In the medium term, the government should pursue many of the much-discussed avenues for civil service reform. Specialists – both in the field of the contract being commissioned, and in the art of negotiation itself – are rare. IT, commercial, project management and statistical skills are all key areas for improvement. Civil servants are also encouraged to move between roles on a regular basis by a pay structure that rewards frequent shifts over developing a specialism. Lower churn would increase personal accountability and stimulate long-term skills development.
Last, successive governments should work to rebuild the capacity of the civil service to perform some projects entirely in house. This is and should not be seen as a fundamentally statist project – only a recognition that the principal benefits of private procurement occur when competition is fierce, and so in some cases, the state may need to act as a “competitor of last resort”. This is particularly important in sectors where high start-up costs deter competition (e.g., defence) or where the outcome is so politically important as to put pressure on Whitehall to conclude contracts quickly (e.g., health).
Building up this capability is more than a question of skills-acquisition, however: governments will need to make the apparently difficult argument that the people who administer the now-more than £1 trillion of government spending deserve similar (or in some cases, superior) career prospects, pay and prestige to their private sector counterparts. Currently there is little to celebrate: Downing Street has often preferred an external corporate pedigree over relevant experience in its selection of consultants for the development of its response to the COVID-19 outbreak.
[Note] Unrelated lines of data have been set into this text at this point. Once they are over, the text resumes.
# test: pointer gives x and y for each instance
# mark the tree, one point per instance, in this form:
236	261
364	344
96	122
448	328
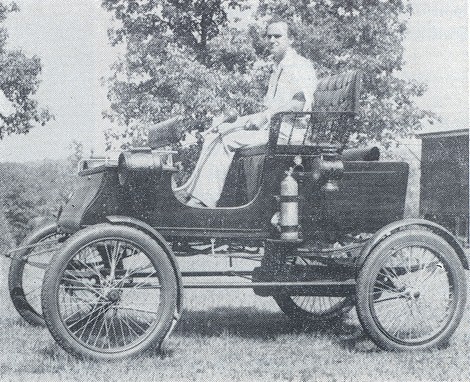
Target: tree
19	80
183	56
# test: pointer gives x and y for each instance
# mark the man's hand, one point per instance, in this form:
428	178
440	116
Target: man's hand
256	121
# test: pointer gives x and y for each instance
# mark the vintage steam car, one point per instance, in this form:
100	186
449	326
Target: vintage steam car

While there are numerous short-term measures that can encourage this change – such as raising senior salaries and fewer attempts by Downing Street to do-down Whitehall – this effort would likely have to take place over multiple political generations and therefore more outlandish ideas – such as the formation of a British Sciences-Po or a Crown Consultancy Service – deserve full consideration. Failure to resolve these issues may mean following an American path, where the public’s view of even electoral integrity itself can come to hinge on the reputation of a corporate provider (in this case, of voting machines) almost entirely outside the government’s control.